A/N: OMG, That turned out longer than I planned lol. Ah well… thanks for reading! And that is all I am doing with Byakuya and Shinji. As I said before, I grew intrigued with their relationship and I´ll upload my fanarts of them on Fathers Day in Pixiv (Yes, other people than just Japanese can use Pixiv). Maybe I´ll write a Kariya/Sakura later, but I cried while making this fic.
Just to explain what exactly happened, since it may not be obvious…Byakuya is on his final moments and to overcome it, he drinks alcohol one last time.
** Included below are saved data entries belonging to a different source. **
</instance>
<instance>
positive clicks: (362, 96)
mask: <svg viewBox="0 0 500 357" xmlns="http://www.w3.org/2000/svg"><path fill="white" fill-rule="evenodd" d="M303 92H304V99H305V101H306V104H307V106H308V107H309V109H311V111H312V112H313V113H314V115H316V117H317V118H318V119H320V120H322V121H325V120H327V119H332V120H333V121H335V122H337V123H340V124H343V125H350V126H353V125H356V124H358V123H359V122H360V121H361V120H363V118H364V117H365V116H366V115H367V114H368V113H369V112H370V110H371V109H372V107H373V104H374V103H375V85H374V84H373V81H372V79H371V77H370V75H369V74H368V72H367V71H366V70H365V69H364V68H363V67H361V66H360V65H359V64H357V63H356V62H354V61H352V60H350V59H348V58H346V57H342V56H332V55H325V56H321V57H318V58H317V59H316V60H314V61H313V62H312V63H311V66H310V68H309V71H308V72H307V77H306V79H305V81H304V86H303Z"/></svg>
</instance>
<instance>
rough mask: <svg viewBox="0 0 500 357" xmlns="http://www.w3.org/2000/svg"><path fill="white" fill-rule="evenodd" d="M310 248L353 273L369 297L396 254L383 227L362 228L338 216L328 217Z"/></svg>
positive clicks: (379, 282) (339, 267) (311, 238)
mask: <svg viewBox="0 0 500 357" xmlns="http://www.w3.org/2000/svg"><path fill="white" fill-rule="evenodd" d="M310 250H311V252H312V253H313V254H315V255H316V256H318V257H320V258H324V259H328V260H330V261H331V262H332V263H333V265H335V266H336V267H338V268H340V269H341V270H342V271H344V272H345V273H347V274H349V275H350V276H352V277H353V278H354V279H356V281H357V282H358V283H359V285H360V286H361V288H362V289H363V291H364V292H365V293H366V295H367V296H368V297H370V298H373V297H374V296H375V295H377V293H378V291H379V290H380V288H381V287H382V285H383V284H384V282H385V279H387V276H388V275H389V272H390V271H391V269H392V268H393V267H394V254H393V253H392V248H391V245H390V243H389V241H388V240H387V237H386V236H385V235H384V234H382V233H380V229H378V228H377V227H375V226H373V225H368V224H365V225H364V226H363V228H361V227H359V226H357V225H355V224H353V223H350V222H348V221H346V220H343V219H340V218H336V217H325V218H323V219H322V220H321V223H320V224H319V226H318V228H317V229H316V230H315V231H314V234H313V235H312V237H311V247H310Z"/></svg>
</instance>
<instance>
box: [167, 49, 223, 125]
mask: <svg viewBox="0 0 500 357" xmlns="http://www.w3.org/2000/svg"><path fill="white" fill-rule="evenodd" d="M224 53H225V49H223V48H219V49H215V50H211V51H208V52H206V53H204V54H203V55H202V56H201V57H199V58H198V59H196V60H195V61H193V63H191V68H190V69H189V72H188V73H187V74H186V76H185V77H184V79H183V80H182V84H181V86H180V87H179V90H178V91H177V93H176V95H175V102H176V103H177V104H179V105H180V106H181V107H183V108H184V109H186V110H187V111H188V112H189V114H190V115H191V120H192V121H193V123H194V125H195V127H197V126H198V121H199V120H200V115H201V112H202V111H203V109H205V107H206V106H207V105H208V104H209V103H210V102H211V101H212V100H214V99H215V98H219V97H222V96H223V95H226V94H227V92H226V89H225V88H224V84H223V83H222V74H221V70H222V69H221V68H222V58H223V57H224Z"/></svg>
As he gets drunker and drunker, he realizes that all he had done over the pretense of "for the sake of the Matou family" was all a lie and he did all out of cowardice. In this fic, Byakuya dies pretty much the same as Kariya, except that he dies comforted by dreams of convincing a young Shinji to never become a Magus. When he dies, he is reunited with Kariya. Unfortunately, as I said before, Byakuya was only comforted by his dreams, so he never got to talk with the real Shinji (who wouldn´t have listened, anyway...), who at that moment was raping Sakura. And Shinji never got to make amends with his father, so he still resents him for distancing from him all those years (HF reference).
Don't get the wrong idea from me. I think Byakuya and Shinji are both a pair of douchebags. But the young Shinji in Carnival Phantasm is so cute!